Background information
- Origin: New Jersey U.S.
- Genres: Pop, Rock, Indie, singer-songwriter
- Occupations: Songwriter, record producer, audio engineer, musician
- Instrument: Guitar

= Mike Daly =

Michael A. Daly is an American record producer, songwriter, and multi-instrumentalist. Daly attended the Berklee College of Music in Boston. Daly first came to prominence as the Whiskeytown resident multi-instrumentalist and co-writer. He wrote or co-wrote many of the songs on the Pneumonia album and has contributed to all of Caitlin Cary's solo releases.

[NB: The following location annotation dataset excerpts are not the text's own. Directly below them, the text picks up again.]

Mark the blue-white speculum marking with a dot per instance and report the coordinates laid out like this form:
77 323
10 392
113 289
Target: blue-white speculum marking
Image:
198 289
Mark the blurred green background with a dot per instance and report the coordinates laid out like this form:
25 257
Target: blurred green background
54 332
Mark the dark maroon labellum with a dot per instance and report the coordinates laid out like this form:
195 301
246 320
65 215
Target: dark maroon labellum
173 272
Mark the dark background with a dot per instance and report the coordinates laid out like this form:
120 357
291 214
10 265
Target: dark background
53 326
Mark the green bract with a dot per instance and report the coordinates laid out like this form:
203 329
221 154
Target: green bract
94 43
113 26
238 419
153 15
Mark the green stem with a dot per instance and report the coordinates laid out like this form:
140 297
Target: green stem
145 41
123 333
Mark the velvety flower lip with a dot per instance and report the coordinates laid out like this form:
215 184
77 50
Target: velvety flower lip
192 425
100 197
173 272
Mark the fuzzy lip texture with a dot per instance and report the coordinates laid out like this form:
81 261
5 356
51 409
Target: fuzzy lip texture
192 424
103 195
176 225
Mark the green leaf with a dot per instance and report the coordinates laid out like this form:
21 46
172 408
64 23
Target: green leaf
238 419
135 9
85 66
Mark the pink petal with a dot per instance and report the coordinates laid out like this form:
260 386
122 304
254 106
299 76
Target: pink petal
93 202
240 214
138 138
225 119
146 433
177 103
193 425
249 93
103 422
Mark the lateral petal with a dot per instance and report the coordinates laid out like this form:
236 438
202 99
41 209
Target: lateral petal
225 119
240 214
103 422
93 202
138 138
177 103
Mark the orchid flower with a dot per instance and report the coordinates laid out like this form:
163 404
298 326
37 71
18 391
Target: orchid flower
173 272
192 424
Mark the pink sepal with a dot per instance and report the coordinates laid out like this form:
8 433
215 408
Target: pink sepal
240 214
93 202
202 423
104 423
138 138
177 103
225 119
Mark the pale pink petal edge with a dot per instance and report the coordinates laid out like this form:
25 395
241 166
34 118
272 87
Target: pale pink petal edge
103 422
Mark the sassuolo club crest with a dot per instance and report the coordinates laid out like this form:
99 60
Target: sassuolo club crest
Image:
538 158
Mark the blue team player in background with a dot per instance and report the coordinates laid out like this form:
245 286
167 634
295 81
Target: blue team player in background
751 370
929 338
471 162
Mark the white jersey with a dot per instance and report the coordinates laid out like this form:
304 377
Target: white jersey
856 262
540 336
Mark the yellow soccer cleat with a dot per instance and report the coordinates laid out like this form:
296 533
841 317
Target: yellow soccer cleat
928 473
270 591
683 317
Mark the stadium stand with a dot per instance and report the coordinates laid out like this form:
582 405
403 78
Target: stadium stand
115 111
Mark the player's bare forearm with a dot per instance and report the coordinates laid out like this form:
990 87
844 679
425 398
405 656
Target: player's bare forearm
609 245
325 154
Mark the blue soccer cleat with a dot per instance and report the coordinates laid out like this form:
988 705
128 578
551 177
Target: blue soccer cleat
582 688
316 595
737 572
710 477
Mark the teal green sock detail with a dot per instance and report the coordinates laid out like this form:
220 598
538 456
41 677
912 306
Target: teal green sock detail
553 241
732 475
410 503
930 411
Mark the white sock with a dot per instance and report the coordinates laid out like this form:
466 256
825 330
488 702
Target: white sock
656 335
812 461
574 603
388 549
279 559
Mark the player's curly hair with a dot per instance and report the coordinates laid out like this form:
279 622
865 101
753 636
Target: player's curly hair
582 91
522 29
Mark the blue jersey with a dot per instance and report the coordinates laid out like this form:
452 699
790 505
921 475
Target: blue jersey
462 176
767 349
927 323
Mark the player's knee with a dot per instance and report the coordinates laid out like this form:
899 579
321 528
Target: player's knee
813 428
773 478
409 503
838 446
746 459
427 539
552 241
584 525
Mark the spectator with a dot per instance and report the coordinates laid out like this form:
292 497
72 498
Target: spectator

Daly has gone on to have a successful career as a studio musician, songwriter, and producer. He's worked with many artists in a range of different genres including Jason Mraz, Lana Del Rey, Imagine Dragons, Young the Giant, Grace Potter and the Nocturnals, The Plain White T's, and Jimmy Barnes.

Daly has spoken as a panelist at the South by Southwest Festival and has appeared on numerous television programs including The Tonight Show with Jay Leno, Good Morning America, and Regis and kelly. He's also performed live at Austin City Limits.

Daly is currently Executive Director of A&R and Music Publishing at Disney Music Group (Hollywood Records, Buena Vista Records, and Disney Music Publishing).

He also served as a mentor for the 2017 Techstars Music Accelerator Program.